Overall, 76 percent of participating farm base acres are enrolled in ARC-County, 23 percent in PLC and one percent in ARC-Individual.
“As always, we continue to watch market conditions and will explore opportunities for further assistance in the coming months,” Vilsack said. “For producers challenged by weather, disease and falling prices, we will continue to ensure the availability of a strong safety net to keep them farming or ranching.”
Payments for long and medium grain rice (except for temperate Japonica rice) will be announced in November, followed by remaining oilseeds and chickpeas in December and temperate Japonica rice in February 2017.
Upland cotton is no longer a covered commodity.
I am pretty sure my grandfather, a dairy farmer, and other old timers never received payments from the federal government to protect them from adverse weather and downturns in market prices! He also did not drive a new pickup or a new air-conditioned tractor. We seems have grown very “soft” and dependent on Uncle Sam in this country!
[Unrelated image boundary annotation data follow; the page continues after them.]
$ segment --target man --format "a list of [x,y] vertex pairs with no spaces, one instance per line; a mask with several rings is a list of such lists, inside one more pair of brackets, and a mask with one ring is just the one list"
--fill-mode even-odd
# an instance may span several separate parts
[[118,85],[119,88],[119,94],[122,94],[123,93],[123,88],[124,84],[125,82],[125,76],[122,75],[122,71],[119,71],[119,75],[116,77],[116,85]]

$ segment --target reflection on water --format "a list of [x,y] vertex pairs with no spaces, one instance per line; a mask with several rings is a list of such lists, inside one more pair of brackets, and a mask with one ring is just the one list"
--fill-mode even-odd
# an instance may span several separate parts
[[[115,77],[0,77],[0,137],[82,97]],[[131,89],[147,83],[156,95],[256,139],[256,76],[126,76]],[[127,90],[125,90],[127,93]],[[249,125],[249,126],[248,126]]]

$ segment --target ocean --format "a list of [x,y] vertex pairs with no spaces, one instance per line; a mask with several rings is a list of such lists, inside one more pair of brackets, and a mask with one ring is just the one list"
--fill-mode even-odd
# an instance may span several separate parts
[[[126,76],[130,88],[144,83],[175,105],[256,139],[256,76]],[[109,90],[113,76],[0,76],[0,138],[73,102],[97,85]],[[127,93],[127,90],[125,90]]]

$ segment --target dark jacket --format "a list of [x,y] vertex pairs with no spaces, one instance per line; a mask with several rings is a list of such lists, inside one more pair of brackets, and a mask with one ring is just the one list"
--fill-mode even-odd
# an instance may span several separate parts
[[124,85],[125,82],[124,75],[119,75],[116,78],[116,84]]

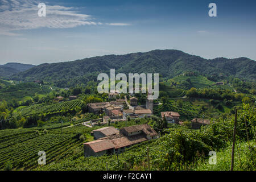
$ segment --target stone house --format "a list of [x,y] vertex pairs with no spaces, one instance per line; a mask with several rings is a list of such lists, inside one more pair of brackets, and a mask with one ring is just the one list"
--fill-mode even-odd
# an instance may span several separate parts
[[180,114],[176,112],[166,111],[161,112],[162,119],[164,119],[166,118],[166,121],[168,123],[176,123],[179,124],[180,120]]
[[130,102],[131,105],[137,106],[138,105],[138,98],[136,97],[133,97],[130,99]]
[[210,124],[209,119],[202,118],[195,118],[191,120],[191,128],[192,129],[200,129],[201,126],[205,126]]
[[[102,131],[105,130],[106,129]],[[119,133],[109,134],[108,136],[84,143],[85,156],[119,154],[134,144],[159,137],[158,133],[147,124],[121,128],[119,131]]]
[[97,130],[94,130],[93,131],[94,140],[119,134],[119,130],[112,126],[102,127]]

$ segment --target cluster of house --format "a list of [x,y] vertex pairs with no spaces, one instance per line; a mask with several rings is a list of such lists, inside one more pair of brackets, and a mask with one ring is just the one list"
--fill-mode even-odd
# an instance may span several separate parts
[[90,103],[87,107],[90,113],[95,114],[105,112],[108,116],[122,118],[125,103],[125,100],[117,99],[111,102]]
[[[166,111],[161,112],[162,119],[165,119],[168,123],[181,124],[182,122],[180,121],[180,114],[176,112]],[[201,126],[205,126],[210,124],[209,119],[202,118],[195,118],[191,121],[191,128],[192,129],[199,129]]]
[[93,134],[95,140],[84,143],[85,157],[119,154],[134,144],[159,137],[147,124],[120,129],[104,127],[93,130]]
[[[68,97],[68,100],[69,101],[75,100],[77,98],[77,96],[70,96]],[[53,99],[53,101],[55,102],[61,102],[64,101],[64,98],[62,96],[56,97]]]

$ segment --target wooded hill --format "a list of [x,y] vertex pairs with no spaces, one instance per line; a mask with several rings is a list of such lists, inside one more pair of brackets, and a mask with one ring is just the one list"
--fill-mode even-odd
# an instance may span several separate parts
[[123,55],[106,55],[73,61],[43,64],[11,76],[14,80],[44,80],[56,86],[72,86],[77,83],[97,80],[99,73],[158,73],[172,78],[185,72],[213,77],[232,76],[256,80],[256,62],[246,57],[212,60],[177,50],[154,50]]
[[9,63],[0,65],[0,76],[7,78],[14,74],[23,72],[35,67],[34,65],[18,63]]

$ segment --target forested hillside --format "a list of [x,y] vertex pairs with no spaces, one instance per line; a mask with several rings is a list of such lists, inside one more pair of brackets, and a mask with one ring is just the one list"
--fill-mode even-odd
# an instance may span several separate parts
[[123,55],[106,55],[73,61],[43,64],[16,73],[13,80],[42,80],[59,87],[96,80],[99,73],[158,73],[172,78],[193,71],[212,77],[232,76],[245,80],[256,80],[256,62],[245,57],[207,60],[177,50],[154,50]]
[[0,65],[0,77],[5,78],[20,72],[23,72],[35,67],[34,65],[18,63],[9,63]]

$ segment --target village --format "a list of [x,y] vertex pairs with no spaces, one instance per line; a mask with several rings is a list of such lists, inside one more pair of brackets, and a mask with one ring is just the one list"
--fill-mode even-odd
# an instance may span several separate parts
[[[152,100],[147,97],[146,106],[139,106],[138,98],[130,96],[130,103],[126,96],[125,99],[117,98],[119,93],[111,92],[108,94],[110,102],[90,103],[87,105],[90,113],[94,114],[105,113],[102,118],[87,122],[85,126],[92,127],[97,125],[98,122],[106,125],[111,122],[125,121],[135,118],[150,118],[154,113]],[[124,109],[124,105],[129,106]],[[161,119],[166,120],[168,123],[181,125],[180,114],[177,112],[167,111],[161,112]],[[194,118],[191,121],[192,129],[199,129],[201,126],[209,125],[210,121],[204,118]],[[119,154],[133,145],[158,139],[160,134],[148,124],[134,125],[117,129],[112,126],[104,127],[94,130],[91,132],[93,136],[93,141],[84,143],[84,156],[98,156],[103,155]]]

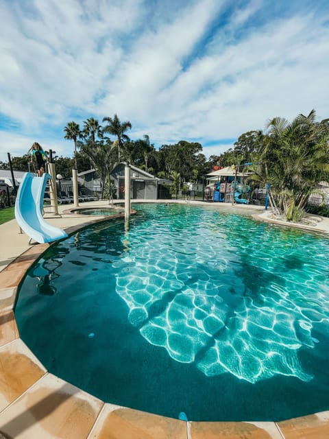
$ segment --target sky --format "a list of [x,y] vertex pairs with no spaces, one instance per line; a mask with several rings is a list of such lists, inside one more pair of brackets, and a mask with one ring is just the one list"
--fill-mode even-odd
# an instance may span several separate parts
[[72,156],[67,123],[114,114],[208,158],[313,108],[329,117],[328,0],[0,1],[0,161]]

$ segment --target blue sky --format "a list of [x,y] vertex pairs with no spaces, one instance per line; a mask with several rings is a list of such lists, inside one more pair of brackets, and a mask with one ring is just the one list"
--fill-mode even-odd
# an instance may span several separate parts
[[2,0],[0,160],[71,156],[71,121],[130,121],[208,157],[276,116],[329,117],[327,0]]

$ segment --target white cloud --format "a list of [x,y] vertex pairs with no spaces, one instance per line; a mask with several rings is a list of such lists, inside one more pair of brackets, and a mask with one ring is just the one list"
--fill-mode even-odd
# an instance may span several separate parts
[[253,0],[228,21],[228,1],[152,4],[0,3],[0,160],[34,141],[64,154],[68,121],[114,112],[132,138],[225,150],[277,115],[328,117],[328,12]]

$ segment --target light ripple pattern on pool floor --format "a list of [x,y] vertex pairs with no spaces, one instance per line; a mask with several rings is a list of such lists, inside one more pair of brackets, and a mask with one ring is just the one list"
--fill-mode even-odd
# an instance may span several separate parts
[[[313,262],[302,270],[307,255],[295,250],[297,237],[277,241],[277,230],[264,228],[259,245],[252,220],[247,230],[239,217],[227,224],[228,217],[215,215],[218,223],[205,226],[202,215],[209,213],[145,222],[125,237],[129,257],[114,265],[121,268],[117,292],[128,306],[129,321],[149,343],[178,361],[195,362],[206,376],[309,381],[298,352],[314,346],[314,322],[328,321],[323,270]],[[319,289],[315,279],[322,282]]]

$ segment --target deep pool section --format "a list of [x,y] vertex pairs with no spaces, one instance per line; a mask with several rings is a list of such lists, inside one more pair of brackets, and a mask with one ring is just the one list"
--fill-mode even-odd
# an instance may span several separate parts
[[48,370],[194,420],[329,408],[329,241],[211,208],[137,205],[51,246],[16,307]]

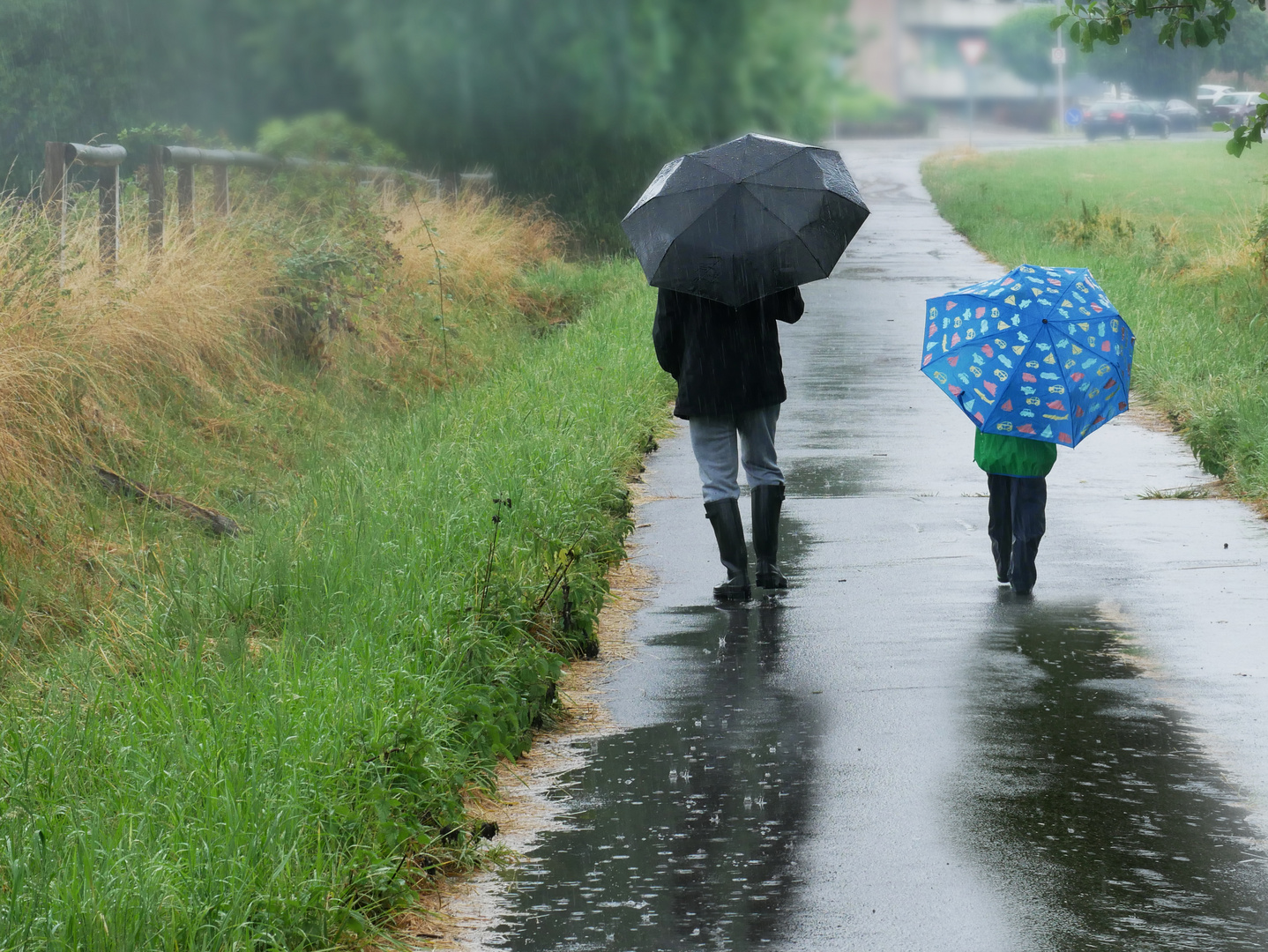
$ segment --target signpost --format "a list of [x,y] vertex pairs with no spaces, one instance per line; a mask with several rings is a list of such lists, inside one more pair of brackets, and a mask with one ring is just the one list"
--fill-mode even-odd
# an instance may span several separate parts
[[987,41],[983,37],[961,37],[957,46],[960,58],[964,60],[965,86],[969,93],[969,148],[973,148],[973,119],[978,105],[978,63],[987,55]]
[[[1054,0],[1056,9],[1061,9],[1061,0]],[[1056,67],[1056,134],[1065,134],[1065,38],[1061,28],[1056,28],[1056,46],[1052,47],[1052,66]],[[1079,115],[1082,119],[1082,114]],[[1077,124],[1077,123],[1071,123]]]

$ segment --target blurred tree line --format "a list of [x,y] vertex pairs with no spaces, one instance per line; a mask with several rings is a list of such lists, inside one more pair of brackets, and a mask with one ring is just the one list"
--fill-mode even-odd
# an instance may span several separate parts
[[422,167],[496,170],[612,235],[662,161],[820,136],[846,0],[0,0],[0,155],[339,110]]
[[[1023,10],[999,24],[992,35],[994,55],[1036,86],[1056,81],[1049,56],[1056,44],[1052,15],[1049,6]],[[1113,46],[1098,46],[1092,53],[1070,47],[1066,75],[1087,72],[1106,82],[1126,82],[1136,95],[1149,99],[1192,99],[1211,70],[1238,74],[1241,87],[1248,75],[1258,76],[1268,66],[1268,15],[1257,6],[1246,5],[1238,13],[1221,44],[1177,44],[1172,49],[1158,42],[1161,27],[1163,22],[1141,19]]]

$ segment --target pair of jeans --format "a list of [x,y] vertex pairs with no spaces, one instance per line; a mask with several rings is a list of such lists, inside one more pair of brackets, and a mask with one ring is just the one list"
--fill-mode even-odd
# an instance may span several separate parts
[[1047,483],[1044,477],[1006,477],[987,474],[990,489],[990,551],[1000,582],[1016,592],[1028,592],[1038,577],[1035,556],[1047,527]]
[[744,464],[749,487],[784,483],[784,473],[775,456],[775,425],[779,418],[779,403],[744,413],[692,415],[689,421],[691,450],[700,466],[705,502],[739,498],[739,463]]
A purchase program for supporting farm milk prices started with the Agricultural Act of 1949 and was amended several times since then.
Source: http://www.ers.usda.gov/topics/animal-products/dairy/policy.aspx
Family farms are going to be hit hard the next couple years. We are looking at record low rice prices and the government money will not make it to the farmer till two years after the crop year. In the mean time bankers are not going to loan money for the crop when it is showing a 20 percent loss before planting. We are going to loss the backbone of America in the next 2 years.